Notez, je comprends le principal argument que l'on peut utiliser contre leurs productions : ils ont tendance à utiliser la même formule sur chacun de leurs projets. Ce qui est vrai, d'ailleurs, ils sont plus ou moins devenus ces dernières années les spécialistes du jeu doté des qualités intrinsèques de Deus Ex et autres titres proches par l'esprit de la formule System Shock. (Un fait qui doit exaspérer les équipes respectivement responsables des tentatives de suites/reboots prévus pour ces deux licences dans les années à venir, au fait, rien n'est plus déplaisant pour un éditeur que de se retrouver avec une marque mémorable servie de manière approximative par un studio dépourvu des talents nécessaires à magnifier leur gameplay.) Et je suis parfaitement conscient que dans un futur proche le fait de les voir exceller dans cette discipline finira par lasser. Ceci dit... s'ils arrivent à varier les plaisirs avec le talent qui les caractérise : cela pourrait prendre une bonne décennie. Prey, pour faire simple, n'est pas pour la génération élevée aux jeux casuals dont le niveau de difficulté s'adapte afin d'éviter toute forme de frustration chez son utilisateur. Ce n'est pas un titre que l'on termine en fonçant tête baissée à travers les ennemis armés d'un shotgun magique et d'un slip résistant au plutonium. Non, il faudra cogiter quelque peu et agir comme un chasseur. L'environnement, considéré comme hostile par tant de critiques, peut être manipulé avec intelligence pour devenir un outil de survie.

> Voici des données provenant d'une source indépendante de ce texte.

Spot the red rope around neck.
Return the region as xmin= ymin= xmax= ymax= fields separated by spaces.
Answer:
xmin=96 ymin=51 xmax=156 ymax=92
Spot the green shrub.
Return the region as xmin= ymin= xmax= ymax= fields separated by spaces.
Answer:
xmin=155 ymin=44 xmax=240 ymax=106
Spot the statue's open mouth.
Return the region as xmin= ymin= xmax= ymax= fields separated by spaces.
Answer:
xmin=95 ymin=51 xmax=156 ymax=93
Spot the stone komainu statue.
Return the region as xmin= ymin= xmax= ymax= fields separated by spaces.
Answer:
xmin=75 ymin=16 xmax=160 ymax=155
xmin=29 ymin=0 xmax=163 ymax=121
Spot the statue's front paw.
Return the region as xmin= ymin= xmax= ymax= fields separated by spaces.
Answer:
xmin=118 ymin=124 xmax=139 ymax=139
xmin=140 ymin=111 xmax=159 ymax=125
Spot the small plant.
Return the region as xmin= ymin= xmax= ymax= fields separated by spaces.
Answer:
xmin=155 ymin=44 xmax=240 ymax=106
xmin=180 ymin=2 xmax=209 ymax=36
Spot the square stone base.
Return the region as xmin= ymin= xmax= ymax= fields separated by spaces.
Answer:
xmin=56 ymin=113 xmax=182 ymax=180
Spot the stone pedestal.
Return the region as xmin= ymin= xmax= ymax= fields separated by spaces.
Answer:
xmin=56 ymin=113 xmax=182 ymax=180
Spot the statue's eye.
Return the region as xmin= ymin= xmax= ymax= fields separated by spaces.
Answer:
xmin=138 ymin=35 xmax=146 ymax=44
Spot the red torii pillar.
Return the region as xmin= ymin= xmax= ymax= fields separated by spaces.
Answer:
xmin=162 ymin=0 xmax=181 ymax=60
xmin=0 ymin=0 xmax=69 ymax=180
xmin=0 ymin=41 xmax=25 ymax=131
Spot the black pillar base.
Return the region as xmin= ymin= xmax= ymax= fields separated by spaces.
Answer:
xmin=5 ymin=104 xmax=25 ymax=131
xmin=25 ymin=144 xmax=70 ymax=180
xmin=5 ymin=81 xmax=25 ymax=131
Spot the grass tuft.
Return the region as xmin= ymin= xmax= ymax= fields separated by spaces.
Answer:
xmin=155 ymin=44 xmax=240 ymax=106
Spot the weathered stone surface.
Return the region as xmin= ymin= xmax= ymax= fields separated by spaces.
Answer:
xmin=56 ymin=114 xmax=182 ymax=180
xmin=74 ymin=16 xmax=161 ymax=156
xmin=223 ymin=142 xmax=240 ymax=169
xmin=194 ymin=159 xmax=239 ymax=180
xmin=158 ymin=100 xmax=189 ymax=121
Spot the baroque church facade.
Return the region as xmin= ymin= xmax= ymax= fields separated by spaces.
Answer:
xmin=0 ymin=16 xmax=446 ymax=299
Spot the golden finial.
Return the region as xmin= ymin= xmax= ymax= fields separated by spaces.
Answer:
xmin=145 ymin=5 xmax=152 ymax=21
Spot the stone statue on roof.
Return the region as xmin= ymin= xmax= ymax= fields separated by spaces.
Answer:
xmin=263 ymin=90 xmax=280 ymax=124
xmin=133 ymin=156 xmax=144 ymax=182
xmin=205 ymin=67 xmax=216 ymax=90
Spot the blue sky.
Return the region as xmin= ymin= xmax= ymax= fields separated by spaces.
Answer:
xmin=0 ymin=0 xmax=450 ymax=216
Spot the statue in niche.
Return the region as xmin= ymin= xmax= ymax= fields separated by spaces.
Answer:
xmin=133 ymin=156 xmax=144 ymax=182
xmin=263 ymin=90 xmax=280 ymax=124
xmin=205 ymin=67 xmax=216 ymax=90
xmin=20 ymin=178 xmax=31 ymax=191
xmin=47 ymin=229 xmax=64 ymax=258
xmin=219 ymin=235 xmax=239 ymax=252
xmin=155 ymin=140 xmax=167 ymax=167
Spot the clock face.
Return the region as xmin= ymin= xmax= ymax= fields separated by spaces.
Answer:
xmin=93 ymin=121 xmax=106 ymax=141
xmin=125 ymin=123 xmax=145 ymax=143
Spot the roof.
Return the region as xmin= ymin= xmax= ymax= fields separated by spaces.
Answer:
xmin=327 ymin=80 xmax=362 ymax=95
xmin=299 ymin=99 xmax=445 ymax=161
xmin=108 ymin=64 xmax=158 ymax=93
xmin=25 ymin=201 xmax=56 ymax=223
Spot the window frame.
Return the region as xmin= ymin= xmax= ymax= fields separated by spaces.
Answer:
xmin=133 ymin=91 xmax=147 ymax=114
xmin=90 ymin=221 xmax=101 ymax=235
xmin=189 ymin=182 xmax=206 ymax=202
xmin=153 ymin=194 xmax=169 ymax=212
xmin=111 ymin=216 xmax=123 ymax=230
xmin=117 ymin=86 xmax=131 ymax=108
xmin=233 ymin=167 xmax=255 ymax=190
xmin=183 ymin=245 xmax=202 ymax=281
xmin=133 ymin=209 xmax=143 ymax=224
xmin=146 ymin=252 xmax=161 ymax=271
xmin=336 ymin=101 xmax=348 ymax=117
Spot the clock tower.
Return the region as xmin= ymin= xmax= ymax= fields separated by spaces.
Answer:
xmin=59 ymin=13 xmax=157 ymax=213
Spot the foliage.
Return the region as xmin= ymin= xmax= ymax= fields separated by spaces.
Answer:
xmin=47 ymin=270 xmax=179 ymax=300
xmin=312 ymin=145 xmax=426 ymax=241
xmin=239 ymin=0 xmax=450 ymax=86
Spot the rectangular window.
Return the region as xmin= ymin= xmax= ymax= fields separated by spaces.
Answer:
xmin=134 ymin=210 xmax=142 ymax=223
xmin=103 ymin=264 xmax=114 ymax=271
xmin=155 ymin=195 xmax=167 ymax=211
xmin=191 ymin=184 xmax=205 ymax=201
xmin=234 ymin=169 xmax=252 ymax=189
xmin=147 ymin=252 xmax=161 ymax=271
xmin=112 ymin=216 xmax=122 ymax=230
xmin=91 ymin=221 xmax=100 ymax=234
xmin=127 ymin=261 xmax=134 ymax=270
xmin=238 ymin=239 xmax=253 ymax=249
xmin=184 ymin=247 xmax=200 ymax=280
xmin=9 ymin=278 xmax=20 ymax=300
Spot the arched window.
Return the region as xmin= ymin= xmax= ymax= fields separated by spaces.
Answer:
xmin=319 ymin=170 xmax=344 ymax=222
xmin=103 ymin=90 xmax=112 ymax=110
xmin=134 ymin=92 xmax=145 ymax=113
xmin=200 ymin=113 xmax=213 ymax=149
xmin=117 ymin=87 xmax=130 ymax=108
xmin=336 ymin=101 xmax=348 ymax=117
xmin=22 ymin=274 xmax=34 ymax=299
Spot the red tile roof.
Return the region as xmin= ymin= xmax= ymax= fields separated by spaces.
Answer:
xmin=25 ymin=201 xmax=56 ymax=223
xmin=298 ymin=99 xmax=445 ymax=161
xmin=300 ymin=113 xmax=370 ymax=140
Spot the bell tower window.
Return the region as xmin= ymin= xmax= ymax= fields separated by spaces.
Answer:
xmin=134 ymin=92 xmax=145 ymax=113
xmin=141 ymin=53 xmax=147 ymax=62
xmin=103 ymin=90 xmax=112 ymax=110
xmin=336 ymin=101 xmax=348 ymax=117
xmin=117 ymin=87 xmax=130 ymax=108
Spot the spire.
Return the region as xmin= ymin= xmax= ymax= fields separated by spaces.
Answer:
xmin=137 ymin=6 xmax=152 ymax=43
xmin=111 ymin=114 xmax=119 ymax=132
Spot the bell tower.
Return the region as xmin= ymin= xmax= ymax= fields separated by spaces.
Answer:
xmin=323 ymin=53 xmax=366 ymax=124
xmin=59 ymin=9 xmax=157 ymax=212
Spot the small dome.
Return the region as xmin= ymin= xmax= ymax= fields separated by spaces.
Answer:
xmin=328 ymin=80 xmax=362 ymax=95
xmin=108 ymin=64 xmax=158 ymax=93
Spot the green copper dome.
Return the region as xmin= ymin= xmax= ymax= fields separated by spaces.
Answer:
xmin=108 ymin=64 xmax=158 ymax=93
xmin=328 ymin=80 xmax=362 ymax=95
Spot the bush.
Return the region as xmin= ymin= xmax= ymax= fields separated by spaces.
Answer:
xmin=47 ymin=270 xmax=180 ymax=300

Ce titre – contrairement à tant d'autres qui prétendent pourtant s'attaquer à la même idée – vous met au milieu d'un écosystème doté d'une logique cohérente et dont chaque élément peut être utilisé de diverses manières afin de survivre. Ici, à moins que vous ne jouiez au niveau de difficulté le plus lâche, il vous faudra davantage pour triompher qu'une logique guerrière de bas étage. Non, vous devrez comme vos ancêtres utiliser cet avantage atavique qui reste malgré tout celui du genre humain : votre intellect. Et petit à petit, au fur et à mesure des expériences qui seront les vôtres dans le domaine de la survie vous passerez du statut de proies... à celui de prédateurs. Mais ils ne pouvaient malheureusement pas intituler ce jeu ainsi - ce qui aurait pourtant été la meilleure solution - à cause du fameux film du même nom. Vous savez, celui avec Topher Grace.